Mechano-sensory organ regeneration in adults: The zebrafish lateral line as a model
Molecular and Cellular Neuroscience, 2006
In this report, we present a study of regeneration of the lateral line, a collection of mechano-sensory organ, in the adult zebrafish caudal fin. As all neuromasts are innervated by axon fibers, neuronal regeneration is a key issue in the regenerating process. We first show that support cells from the last neuromast adjacent to the amputation plane divide and migrate to colonize the blastema in order to reform the missing part of the lateral line. We then show that nerve re-growth takes place later than neuromast progenitor cell migration. We also provide evidence that new growth cones form at the amputation plane and subsequently follow the migrating placode-like structure to reinnervate regenerated neuromasts as they differentiate. Altogether, our observations indicate that caudal lateral line regeneration is not a mere recapitulation of the ontogenic process.

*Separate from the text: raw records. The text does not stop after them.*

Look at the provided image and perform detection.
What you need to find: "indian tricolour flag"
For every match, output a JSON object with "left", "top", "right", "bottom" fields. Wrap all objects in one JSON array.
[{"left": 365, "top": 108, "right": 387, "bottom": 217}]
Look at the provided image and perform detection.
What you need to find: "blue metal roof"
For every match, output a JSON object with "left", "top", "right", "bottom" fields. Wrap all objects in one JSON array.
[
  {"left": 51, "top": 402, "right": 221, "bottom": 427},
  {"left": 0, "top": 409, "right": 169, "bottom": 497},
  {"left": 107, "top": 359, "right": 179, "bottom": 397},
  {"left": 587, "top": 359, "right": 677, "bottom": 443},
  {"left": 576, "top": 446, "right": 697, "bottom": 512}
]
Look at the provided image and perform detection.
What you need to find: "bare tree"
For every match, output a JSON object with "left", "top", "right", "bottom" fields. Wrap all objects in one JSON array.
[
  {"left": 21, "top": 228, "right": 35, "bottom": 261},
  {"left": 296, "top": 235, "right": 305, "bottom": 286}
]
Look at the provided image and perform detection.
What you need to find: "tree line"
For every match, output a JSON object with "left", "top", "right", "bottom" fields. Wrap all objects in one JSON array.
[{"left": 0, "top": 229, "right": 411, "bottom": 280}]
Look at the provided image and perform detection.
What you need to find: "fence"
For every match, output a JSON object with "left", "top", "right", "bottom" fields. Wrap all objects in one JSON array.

Proneural gene requirement for hair cell differentiation in the zebrafish lateral line
Developmental Biology, 2006
The lateral line system comprises an array of mechanosensory organs, the neuromasts, distributed over the body surface. Each neuromast consists of a patch of mechanosensory hair cells surrounded by support cells. We show that, in the zebrafish, two proneural genes are essential for differentiation of the hair cells, neuroD (nrd) and atonal homolog 1 (ath1). Gene knockdown experiments demonstrate that loss of function of either gene, but not of the related proneural gene neurogenin1 (ngn1), abrogate the appearance of hair cell markers. This is in contrast to other sensory systems, such as the neurons of the lateral line ganglion, where nrd is regulated by ngn1 and not by ath1. Overexpression of ath1 can induce nrd, and the phenotype produced by loss of ath1 function can be partially rescued by injection of nrd mRNA. This supports the conclusion that the activation of nrd probably requires ath1 in the hair cell lineage, whereas in sensory neurons nrd activation requires ngn1. We propose that the emergence of two atonal homologs, ath1 and ngn1, allowed the cellular segregation of mechanoreception and signal transmission that were originally performed by a single cell type as found in insects.